The alliance also reminded the FCC that there's no industry testbed to examine RCD interoperability issues and that there are “multiple RCD specifications,” not all of which are “aligned.”
As branded calling rollouts progress, industry “still has critical work to do before the full promise of these technologies can be realized,” CTIA said. Reliably vetting digital ID enterprise callers -- “setting aside individual callers, which the FNPRM’s proposal does not distinguish -- is a monumental task, and the wireless industry is rapidly rising to meet the challenge.” The group said the FCC shouldn’t issue rules or mandates “that could disrupt the significant momentum” and “hinder the market from identifying the best solutions for enterprise callers and consumers alike.”
USTelecom warned that Stir/Shaken wasn’t “designed to identify callers or, on its own, determine call legitimacy, and proposals to mandate caller identity or verification requirements are premature.” Data now available shows that many illegal calls, including scams, “are signed and carry the highest level of attestation, underscoring that caller ID authentication alone is not a proxy for call legitimacy,” it said. The FCC should “preserve the integrity” of the Stir/Shaken framework “by maintaining a clear and consistent distinction between number authentication and caller identity or call legitimacy.”

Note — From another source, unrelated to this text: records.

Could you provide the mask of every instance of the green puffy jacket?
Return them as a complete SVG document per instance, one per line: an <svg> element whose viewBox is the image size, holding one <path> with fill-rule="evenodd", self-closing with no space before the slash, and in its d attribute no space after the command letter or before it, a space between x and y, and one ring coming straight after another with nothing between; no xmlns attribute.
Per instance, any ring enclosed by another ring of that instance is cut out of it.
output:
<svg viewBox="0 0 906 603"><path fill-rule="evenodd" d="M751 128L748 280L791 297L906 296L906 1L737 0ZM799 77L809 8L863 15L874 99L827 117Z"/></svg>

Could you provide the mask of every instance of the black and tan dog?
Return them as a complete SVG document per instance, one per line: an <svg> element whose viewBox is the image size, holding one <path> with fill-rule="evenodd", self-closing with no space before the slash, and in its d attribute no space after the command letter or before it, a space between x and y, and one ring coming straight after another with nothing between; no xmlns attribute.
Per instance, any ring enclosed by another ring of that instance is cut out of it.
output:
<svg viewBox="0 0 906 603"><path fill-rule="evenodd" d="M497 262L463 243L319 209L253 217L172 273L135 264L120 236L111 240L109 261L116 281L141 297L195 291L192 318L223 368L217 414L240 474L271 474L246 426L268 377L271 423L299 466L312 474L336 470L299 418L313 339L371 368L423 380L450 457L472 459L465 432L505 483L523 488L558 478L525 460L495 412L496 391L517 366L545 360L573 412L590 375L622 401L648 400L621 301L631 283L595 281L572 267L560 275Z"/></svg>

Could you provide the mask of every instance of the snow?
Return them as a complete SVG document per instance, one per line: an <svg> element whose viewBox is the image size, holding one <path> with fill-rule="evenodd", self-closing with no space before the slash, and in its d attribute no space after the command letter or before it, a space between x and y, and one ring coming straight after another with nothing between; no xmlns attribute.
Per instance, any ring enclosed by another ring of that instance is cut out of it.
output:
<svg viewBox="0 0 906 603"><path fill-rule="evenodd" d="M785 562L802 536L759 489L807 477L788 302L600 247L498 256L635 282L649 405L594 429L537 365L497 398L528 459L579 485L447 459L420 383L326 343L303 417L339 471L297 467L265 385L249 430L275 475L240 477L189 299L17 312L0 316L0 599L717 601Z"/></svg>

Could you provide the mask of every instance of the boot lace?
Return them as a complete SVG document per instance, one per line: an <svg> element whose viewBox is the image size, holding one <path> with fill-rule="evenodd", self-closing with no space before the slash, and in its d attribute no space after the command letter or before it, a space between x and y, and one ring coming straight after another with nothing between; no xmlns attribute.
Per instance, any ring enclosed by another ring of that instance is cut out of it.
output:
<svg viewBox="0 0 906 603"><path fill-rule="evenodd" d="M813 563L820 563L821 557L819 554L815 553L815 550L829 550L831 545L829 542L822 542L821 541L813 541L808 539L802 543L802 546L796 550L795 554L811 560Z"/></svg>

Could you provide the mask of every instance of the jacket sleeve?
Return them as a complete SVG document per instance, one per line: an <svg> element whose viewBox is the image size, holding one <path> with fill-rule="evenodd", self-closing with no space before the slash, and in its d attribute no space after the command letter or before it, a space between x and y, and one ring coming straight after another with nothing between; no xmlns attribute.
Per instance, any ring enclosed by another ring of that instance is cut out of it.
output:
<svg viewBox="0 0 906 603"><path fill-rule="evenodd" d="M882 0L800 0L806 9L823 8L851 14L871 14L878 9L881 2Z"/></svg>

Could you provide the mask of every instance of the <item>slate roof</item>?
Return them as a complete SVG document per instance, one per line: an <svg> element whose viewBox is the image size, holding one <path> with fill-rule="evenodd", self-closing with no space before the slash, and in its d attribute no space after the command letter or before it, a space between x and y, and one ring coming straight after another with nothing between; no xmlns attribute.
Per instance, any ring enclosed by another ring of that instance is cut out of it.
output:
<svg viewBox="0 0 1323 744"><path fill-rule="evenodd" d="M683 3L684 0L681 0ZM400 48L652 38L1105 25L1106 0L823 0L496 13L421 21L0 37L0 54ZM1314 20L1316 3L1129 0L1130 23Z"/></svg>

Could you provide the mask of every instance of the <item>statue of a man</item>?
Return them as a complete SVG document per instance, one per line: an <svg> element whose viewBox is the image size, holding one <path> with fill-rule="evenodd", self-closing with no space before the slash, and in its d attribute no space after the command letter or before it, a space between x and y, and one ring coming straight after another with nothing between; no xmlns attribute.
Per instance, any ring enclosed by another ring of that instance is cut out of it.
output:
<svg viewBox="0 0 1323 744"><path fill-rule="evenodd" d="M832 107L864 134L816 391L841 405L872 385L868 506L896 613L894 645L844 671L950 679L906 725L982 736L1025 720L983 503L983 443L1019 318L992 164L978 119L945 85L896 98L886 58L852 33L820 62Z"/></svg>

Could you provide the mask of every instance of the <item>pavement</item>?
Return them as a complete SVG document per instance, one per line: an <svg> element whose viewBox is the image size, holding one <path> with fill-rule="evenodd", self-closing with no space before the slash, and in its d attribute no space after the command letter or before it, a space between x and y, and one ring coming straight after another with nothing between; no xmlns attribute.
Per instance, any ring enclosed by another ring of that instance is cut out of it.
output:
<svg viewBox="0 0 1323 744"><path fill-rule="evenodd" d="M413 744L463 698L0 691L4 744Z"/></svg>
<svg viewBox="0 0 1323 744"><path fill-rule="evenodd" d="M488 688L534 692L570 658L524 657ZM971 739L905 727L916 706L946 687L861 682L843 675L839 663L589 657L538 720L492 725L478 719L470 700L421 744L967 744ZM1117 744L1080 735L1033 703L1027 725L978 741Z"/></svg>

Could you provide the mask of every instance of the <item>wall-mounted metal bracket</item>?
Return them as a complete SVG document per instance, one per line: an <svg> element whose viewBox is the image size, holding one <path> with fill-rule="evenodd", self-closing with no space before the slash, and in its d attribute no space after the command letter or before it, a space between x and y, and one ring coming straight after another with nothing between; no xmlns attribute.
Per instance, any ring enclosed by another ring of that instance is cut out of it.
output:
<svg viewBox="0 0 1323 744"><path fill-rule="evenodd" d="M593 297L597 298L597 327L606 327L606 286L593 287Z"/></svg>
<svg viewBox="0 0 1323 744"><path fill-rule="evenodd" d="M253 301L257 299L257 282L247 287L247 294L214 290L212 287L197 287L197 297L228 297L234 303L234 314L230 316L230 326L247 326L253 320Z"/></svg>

NCTA argued that the FCC shouldn’t impose new regulations on legitimate call providers and should instead push industry to complete the IP transition. As the commission “is aware,” Stir/Shaken call authentication “only works when calls travel end-to-end in IP,” NCTA said. But a substantial portion of voice traffic today still “originates on or transits a legacy time-division multiplexing network, frustrating and even nullifying efforts and investments in IP-based robocall mitigation technologies.”

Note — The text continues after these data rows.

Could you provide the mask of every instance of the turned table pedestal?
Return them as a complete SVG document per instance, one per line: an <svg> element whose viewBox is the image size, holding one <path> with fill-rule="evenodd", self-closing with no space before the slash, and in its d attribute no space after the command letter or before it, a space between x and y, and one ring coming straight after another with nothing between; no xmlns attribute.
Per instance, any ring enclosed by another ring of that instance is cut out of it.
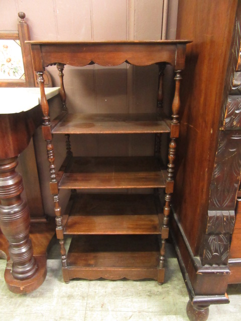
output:
<svg viewBox="0 0 241 321"><path fill-rule="evenodd" d="M50 98L59 89L46 91ZM46 255L33 255L29 210L21 197L22 176L16 170L18 155L40 124L40 97L39 88L0 88L0 228L9 245L5 281L18 293L38 287L47 273Z"/></svg>

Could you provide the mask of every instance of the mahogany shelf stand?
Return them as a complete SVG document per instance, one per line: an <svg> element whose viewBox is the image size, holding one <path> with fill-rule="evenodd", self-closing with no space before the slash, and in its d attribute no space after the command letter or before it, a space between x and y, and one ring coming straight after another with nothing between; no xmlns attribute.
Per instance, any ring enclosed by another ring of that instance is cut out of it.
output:
<svg viewBox="0 0 241 321"><path fill-rule="evenodd" d="M27 42L41 92L43 133L47 142L50 189L54 201L56 233L61 246L64 280L100 277L117 279L149 278L164 280L165 245L168 236L170 201L174 186L179 96L188 41L116 42ZM69 114L66 105L63 70L66 64L81 67L96 63L115 66L124 62L136 66L156 64L160 70L158 110L155 114ZM161 116L163 76L166 64L175 69L176 90L171 119ZM43 78L45 67L59 72L61 113L51 122ZM160 135L170 135L167 171L160 159ZM156 152L145 157L76 157L70 135L155 133ZM65 134L67 154L58 171L55 166L53 134ZM149 195L89 194L89 189L153 189ZM72 190L67 211L62 215L59 190ZM159 190L165 191L161 209ZM80 190L81 193L77 193ZM64 237L72 240L66 253ZM159 238L161 240L159 246Z"/></svg>

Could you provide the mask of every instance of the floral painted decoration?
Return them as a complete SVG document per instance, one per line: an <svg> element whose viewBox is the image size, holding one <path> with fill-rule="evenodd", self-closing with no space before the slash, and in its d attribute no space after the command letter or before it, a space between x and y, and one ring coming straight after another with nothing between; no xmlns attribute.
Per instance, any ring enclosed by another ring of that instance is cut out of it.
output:
<svg viewBox="0 0 241 321"><path fill-rule="evenodd" d="M0 79L25 78L20 41L0 40Z"/></svg>

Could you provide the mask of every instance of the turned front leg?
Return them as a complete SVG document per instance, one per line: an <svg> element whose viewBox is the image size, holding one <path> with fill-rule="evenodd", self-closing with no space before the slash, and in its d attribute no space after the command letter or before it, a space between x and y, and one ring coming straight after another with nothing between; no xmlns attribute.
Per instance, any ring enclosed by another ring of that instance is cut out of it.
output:
<svg viewBox="0 0 241 321"><path fill-rule="evenodd" d="M0 160L0 227L9 243L12 274L22 281L34 275L38 266L29 239L29 209L21 197L23 180L15 170L17 159Z"/></svg>
<svg viewBox="0 0 241 321"><path fill-rule="evenodd" d="M51 133L51 123L49 116L49 105L45 95L44 90L44 79L43 72L37 72L37 80L39 84L41 92L41 105L43 114L43 123L42 127L43 136L46 141L46 149L48 160L49 163L49 171L50 174L50 191L53 195L54 202L54 212L56 215L56 235L59 239L61 248L62 265L64 280L65 282L69 281L68 273L68 265L67 256L64 242L64 234L63 221L61 216L61 208L59 205L59 190L58 181L56 178L55 166L54 164L55 156L54 146L52 143L52 134Z"/></svg>
<svg viewBox="0 0 241 321"><path fill-rule="evenodd" d="M167 169L167 177L166 185L165 203L163 209L163 221L162 225L162 246L160 251L159 268L164 268L165 263L165 246L166 240L168 237L169 215L171 209L171 201L174 188L174 161L176 149L176 139L179 136L179 122L178 120L180 109L180 81L182 79L180 75L181 70L175 71L175 91L174 98L172 103L172 115L171 124L171 141L168 150L168 160Z"/></svg>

Incompas agreed that completing the IP transition is the most important next step for the FCC. The time-division multiplexing “gap” means that Stir/Shaken authentication information is stripped from about 61% of signed calls, the group said. Until the IP transition is complete, “enhancements to caller identity verification and branding will remain incomplete and unreliable, fundamentally undermining the Commission’s goals with its reopening of the record in this proceeding.”
Call labeling is “a complex, dynamic, and quickly evolving market in which the commission should allow more, rather than less, flexibility to innovate,” Verizon said. The carrier noted that it’s launching branded calling ID “at scale” this year, “which on its own will fundamentally enhance how our wireless customers experience receiving calls from trusted and verified businesses.”
T-Mobile also urged the FCC to take a cautious approach. "Consumers are more likely to answer a call when identity information is displayed (such as a name, logo, or reason for calling) and are similarly likely to avoid calls without caller identity information," it said. That means “inaccuracies or overstatements in the presentation of a caller’s identity can have real consumer-protection consequences.”